Nel frattempo corpo docente e studentesco riflettono che il miglior partito, nella vita liquida, è disinteressarsi di tutto e pensano al telefonino, al trans e alla borsetta firmata prodotta in Cina a 5 euro e rivenduta da Armani a 500.
Stefano, so benissimo che la tua non è una scelta di disimpegno, ma mi colpisce come le definizioni veramente azzeccate finiscano per attagliarsi un po' a tutti gli attori coinvolti, indipendentemente dalle scelte politiche. Il gregge si limita a generalizzare un po' più di quanto faccia tu l'imperativo categorico della vita liquida.
Tornando al sistema educativo, credo che lo strumento principale attraverso cui tutto viene liquidizzato prima e liquefatto poi sia la ormai soffocante mancanza di fondi: qualsiasi politica di lungo respiro presuppone una base ecoomica stabile e questa ormai manca completamente.

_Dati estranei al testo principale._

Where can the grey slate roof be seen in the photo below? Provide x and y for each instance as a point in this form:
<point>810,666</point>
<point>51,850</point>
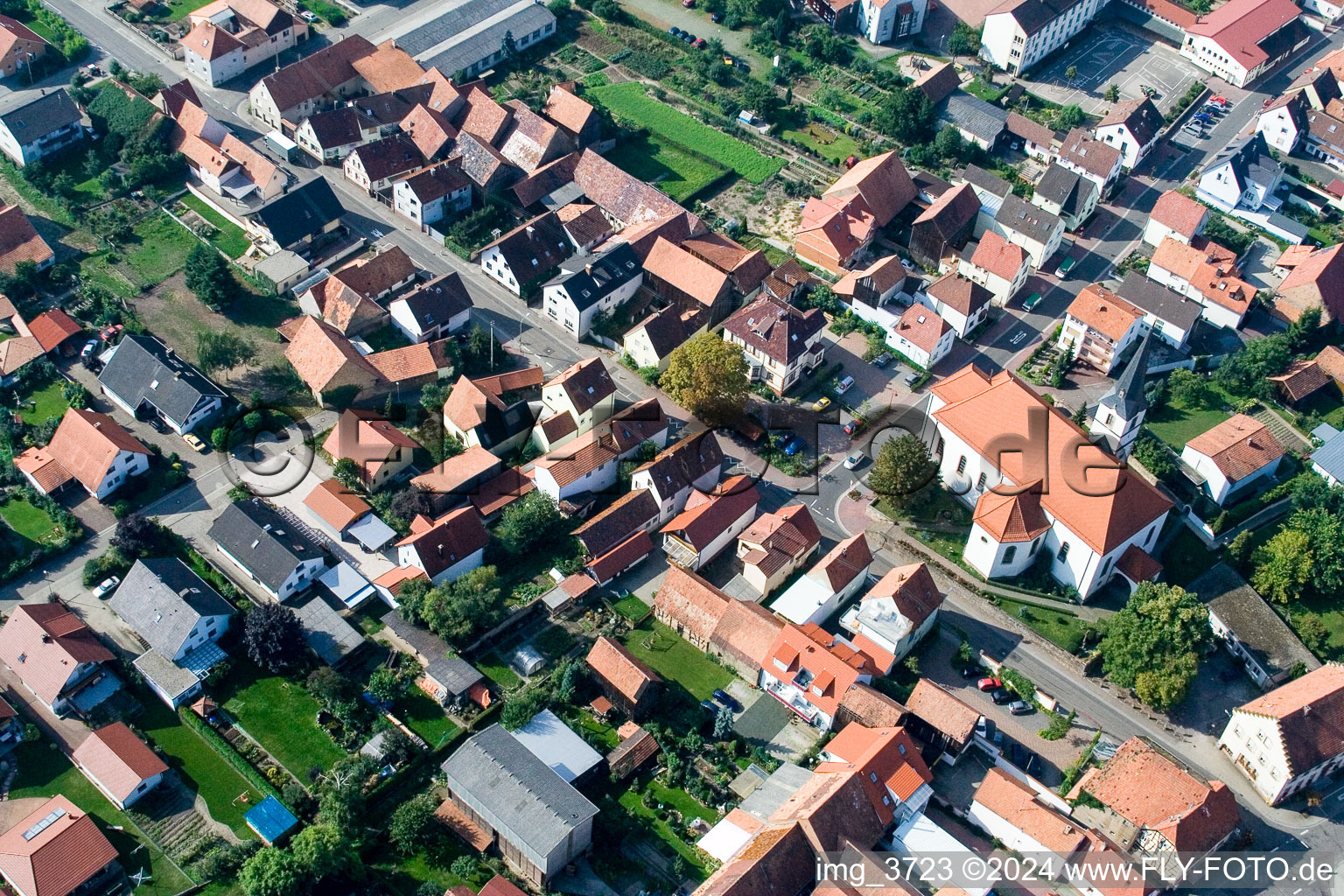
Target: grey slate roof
<point>301,213</point>
<point>163,599</point>
<point>40,117</point>
<point>975,116</point>
<point>456,675</point>
<point>533,803</point>
<point>1260,630</point>
<point>270,554</point>
<point>1158,300</point>
<point>143,361</point>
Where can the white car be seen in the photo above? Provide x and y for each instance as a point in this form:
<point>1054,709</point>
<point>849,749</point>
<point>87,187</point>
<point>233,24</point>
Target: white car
<point>107,586</point>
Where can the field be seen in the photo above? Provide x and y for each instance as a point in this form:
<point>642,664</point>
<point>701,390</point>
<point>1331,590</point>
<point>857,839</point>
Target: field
<point>632,102</point>
<point>664,164</point>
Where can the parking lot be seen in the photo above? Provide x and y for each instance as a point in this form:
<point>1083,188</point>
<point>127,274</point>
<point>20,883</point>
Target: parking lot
<point>1112,55</point>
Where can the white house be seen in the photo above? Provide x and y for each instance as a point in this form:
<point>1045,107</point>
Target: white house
<point>830,584</point>
<point>1285,742</point>
<point>445,549</point>
<point>1233,457</point>
<point>998,265</point>
<point>1132,127</point>
<point>594,285</point>
<point>996,442</point>
<point>1019,34</point>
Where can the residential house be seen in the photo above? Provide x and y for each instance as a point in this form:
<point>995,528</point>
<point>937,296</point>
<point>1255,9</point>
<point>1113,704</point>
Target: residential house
<point>828,584</point>
<point>1088,534</point>
<point>776,544</point>
<point>478,414</point>
<point>631,685</point>
<point>847,216</point>
<point>958,301</point>
<point>118,763</point>
<point>1018,34</point>
<point>381,452</point>
<point>780,343</point>
<point>1250,630</point>
<point>504,792</point>
<point>230,37</point>
<point>1175,215</point>
<point>298,218</point>
<point>652,340</point>
<point>998,265</point>
<point>527,253</point>
<point>434,309</point>
<point>433,195</point>
<point>20,46</point>
<point>687,281</point>
<point>448,679</point>
<point>692,464</point>
<point>1100,326</point>
<point>445,549</point>
<point>1206,273</point>
<point>941,720</point>
<point>268,549</point>
<point>19,242</point>
<point>1163,806</point>
<point>58,848</point>
<point>944,228</point>
<point>809,669</point>
<point>89,449</point>
<point>40,128</point>
<point>1065,192</point>
<point>1234,456</point>
<point>894,615</point>
<point>592,285</point>
<point>180,618</point>
<point>1242,176</point>
<point>1132,127</point>
<point>1167,313</point>
<point>57,657</point>
<point>1286,742</point>
<point>1243,39</point>
<point>574,401</point>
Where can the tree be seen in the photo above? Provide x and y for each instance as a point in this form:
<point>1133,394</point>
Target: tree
<point>222,351</point>
<point>347,473</point>
<point>208,276</point>
<point>272,872</point>
<point>1153,644</point>
<point>903,471</point>
<point>273,635</point>
<point>709,376</point>
<point>411,826</point>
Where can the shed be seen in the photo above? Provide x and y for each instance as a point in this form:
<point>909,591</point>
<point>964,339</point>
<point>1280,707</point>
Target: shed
<point>270,820</point>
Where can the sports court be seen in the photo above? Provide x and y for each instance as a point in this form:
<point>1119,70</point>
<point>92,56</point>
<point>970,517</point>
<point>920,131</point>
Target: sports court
<point>1108,55</point>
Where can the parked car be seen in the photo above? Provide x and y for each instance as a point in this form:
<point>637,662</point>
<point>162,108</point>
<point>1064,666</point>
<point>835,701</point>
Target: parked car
<point>107,586</point>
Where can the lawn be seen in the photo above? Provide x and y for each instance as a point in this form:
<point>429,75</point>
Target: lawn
<point>660,161</point>
<point>676,660</point>
<point>1176,424</point>
<point>45,771</point>
<point>47,399</point>
<point>281,717</point>
<point>231,238</point>
<point>632,102</point>
<point>203,770</point>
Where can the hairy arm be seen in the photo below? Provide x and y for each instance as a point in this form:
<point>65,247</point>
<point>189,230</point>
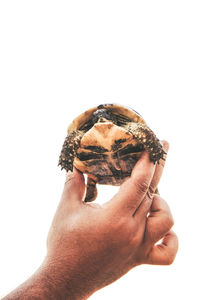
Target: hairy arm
<point>89,246</point>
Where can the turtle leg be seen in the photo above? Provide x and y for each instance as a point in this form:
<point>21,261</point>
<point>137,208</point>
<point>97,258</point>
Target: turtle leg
<point>144,135</point>
<point>69,150</point>
<point>91,192</point>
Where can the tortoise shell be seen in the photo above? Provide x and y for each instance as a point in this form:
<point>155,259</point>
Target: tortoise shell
<point>105,142</point>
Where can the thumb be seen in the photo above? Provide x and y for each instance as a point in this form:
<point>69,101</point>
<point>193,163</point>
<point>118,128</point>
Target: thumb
<point>74,188</point>
<point>165,252</point>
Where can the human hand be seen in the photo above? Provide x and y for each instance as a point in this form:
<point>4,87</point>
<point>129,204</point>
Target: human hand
<point>89,246</point>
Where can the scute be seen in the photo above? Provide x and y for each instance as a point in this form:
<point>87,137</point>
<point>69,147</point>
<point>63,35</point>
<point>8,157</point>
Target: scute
<point>115,108</point>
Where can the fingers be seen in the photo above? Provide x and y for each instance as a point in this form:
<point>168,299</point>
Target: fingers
<point>159,221</point>
<point>134,189</point>
<point>159,170</point>
<point>164,253</point>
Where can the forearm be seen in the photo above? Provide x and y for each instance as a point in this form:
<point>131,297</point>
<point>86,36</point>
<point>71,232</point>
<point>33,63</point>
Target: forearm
<point>46,284</point>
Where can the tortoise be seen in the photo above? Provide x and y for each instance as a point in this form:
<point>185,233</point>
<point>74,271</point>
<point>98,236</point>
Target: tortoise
<point>105,142</point>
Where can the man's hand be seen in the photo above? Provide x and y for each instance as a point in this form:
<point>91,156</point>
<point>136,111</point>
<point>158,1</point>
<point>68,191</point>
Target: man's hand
<point>89,246</point>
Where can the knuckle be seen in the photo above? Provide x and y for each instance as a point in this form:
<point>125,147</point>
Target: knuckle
<point>168,219</point>
<point>169,259</point>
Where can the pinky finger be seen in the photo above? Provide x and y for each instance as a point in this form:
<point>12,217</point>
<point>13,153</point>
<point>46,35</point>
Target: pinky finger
<point>165,252</point>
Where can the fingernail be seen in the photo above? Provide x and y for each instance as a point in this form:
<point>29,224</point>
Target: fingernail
<point>68,174</point>
<point>165,145</point>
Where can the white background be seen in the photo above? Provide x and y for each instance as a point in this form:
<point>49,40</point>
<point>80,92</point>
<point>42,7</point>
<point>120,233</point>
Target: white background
<point>59,58</point>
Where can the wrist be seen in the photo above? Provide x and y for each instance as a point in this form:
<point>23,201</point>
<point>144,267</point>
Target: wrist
<point>49,282</point>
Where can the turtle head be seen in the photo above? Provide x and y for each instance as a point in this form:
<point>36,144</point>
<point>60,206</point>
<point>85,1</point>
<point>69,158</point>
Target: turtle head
<point>103,115</point>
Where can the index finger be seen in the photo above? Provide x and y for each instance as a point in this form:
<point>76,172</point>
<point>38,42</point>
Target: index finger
<point>134,189</point>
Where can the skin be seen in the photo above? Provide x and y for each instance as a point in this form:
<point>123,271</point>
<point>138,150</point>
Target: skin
<point>89,246</point>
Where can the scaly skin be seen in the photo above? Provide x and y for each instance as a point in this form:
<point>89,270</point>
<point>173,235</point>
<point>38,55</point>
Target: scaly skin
<point>144,135</point>
<point>69,150</point>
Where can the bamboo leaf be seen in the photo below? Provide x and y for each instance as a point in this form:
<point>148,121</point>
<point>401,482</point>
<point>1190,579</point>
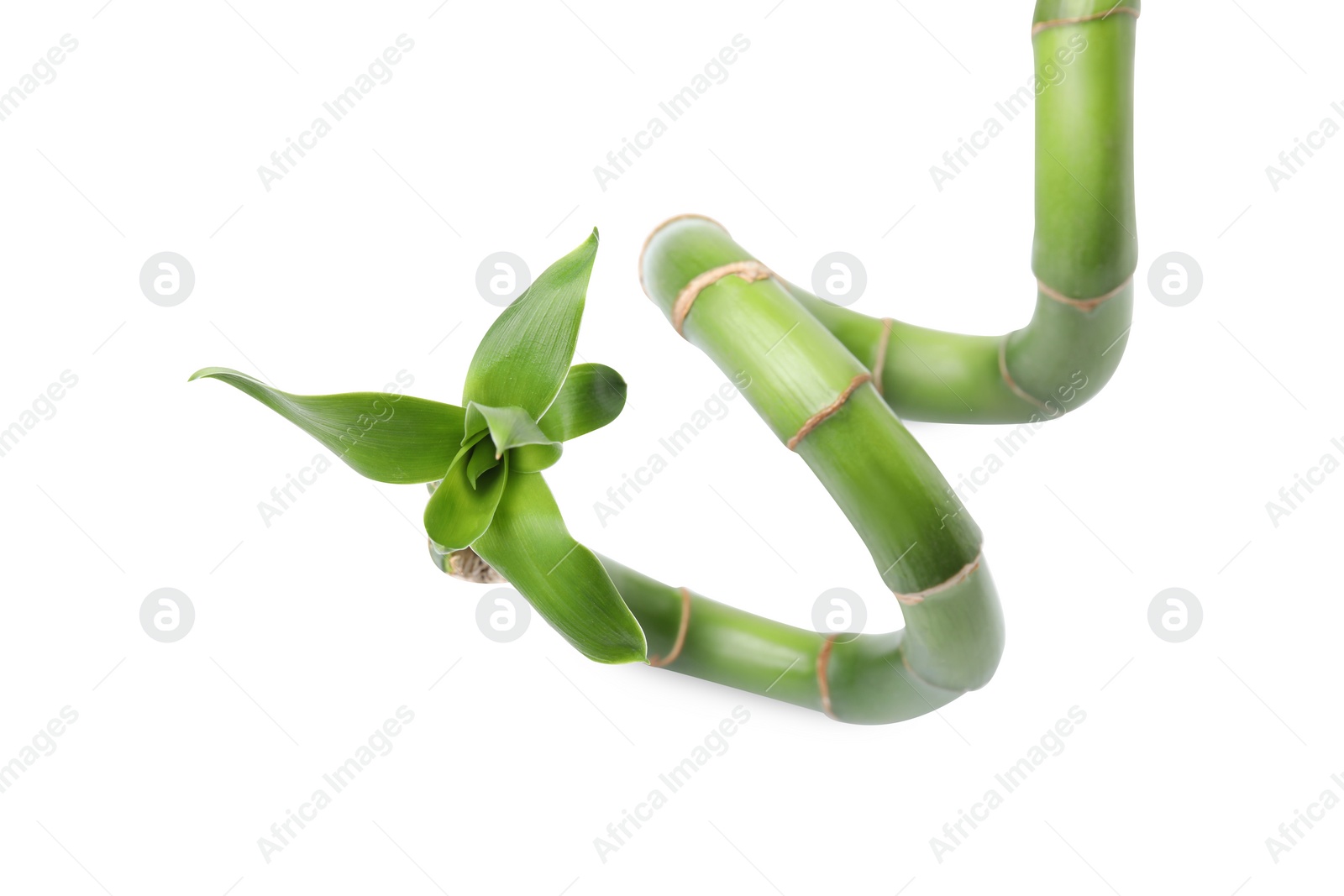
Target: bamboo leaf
<point>483,458</point>
<point>457,512</point>
<point>524,355</point>
<point>390,438</point>
<point>528,544</point>
<point>591,396</point>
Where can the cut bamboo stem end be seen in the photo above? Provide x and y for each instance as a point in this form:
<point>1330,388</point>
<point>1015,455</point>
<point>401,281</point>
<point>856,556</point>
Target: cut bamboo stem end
<point>958,578</point>
<point>816,419</point>
<point>1097,16</point>
<point>823,681</point>
<point>1082,304</point>
<point>655,233</point>
<point>748,270</point>
<point>659,663</point>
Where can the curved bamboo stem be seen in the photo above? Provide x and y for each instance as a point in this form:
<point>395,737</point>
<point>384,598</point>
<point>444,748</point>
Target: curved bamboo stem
<point>808,362</point>
<point>1084,257</point>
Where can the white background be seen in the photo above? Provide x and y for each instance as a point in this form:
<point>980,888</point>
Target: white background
<point>312,631</point>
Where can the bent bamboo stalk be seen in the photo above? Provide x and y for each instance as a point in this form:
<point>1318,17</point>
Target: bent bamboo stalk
<point>810,371</point>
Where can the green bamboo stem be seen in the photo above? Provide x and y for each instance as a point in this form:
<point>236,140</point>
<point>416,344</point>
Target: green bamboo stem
<point>1085,249</point>
<point>806,362</point>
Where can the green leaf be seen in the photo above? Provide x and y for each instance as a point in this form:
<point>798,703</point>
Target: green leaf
<point>390,438</point>
<point>508,427</point>
<point>591,396</point>
<point>524,355</point>
<point>457,513</point>
<point>483,458</point>
<point>562,579</point>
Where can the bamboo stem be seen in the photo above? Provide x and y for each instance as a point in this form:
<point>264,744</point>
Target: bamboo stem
<point>1084,255</point>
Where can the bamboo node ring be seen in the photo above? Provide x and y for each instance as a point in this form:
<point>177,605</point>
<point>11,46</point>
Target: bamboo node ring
<point>823,684</point>
<point>812,422</point>
<point>680,634</point>
<point>1054,23</point>
<point>958,578</point>
<point>1010,382</point>
<point>879,360</point>
<point>748,270</point>
<point>655,233</point>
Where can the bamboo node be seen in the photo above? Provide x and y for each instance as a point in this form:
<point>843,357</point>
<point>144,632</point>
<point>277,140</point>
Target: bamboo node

Spesso le apparenti riforme sono solo un modo per cambiare di nome i tagli ininterrotti con cui si falcidia la vita civile, mentre la ricchezza dei Paesi ex-sviluppati viene incanalata nei circuiti globali finanziando i boni miliardari dei banksters e creando posti di lavoro in Cina e in India.
Parlando di sfascio del sistema educativo pubblico, e quindi non solo di università ma anche di scuola, sarebbe obbligatorio un accenno alle catastrofi generate dall'inserimento dei figli degli extracomunitari, ma so che come tutti i siti di sinistra su questa metà del problema non gradite argomentare.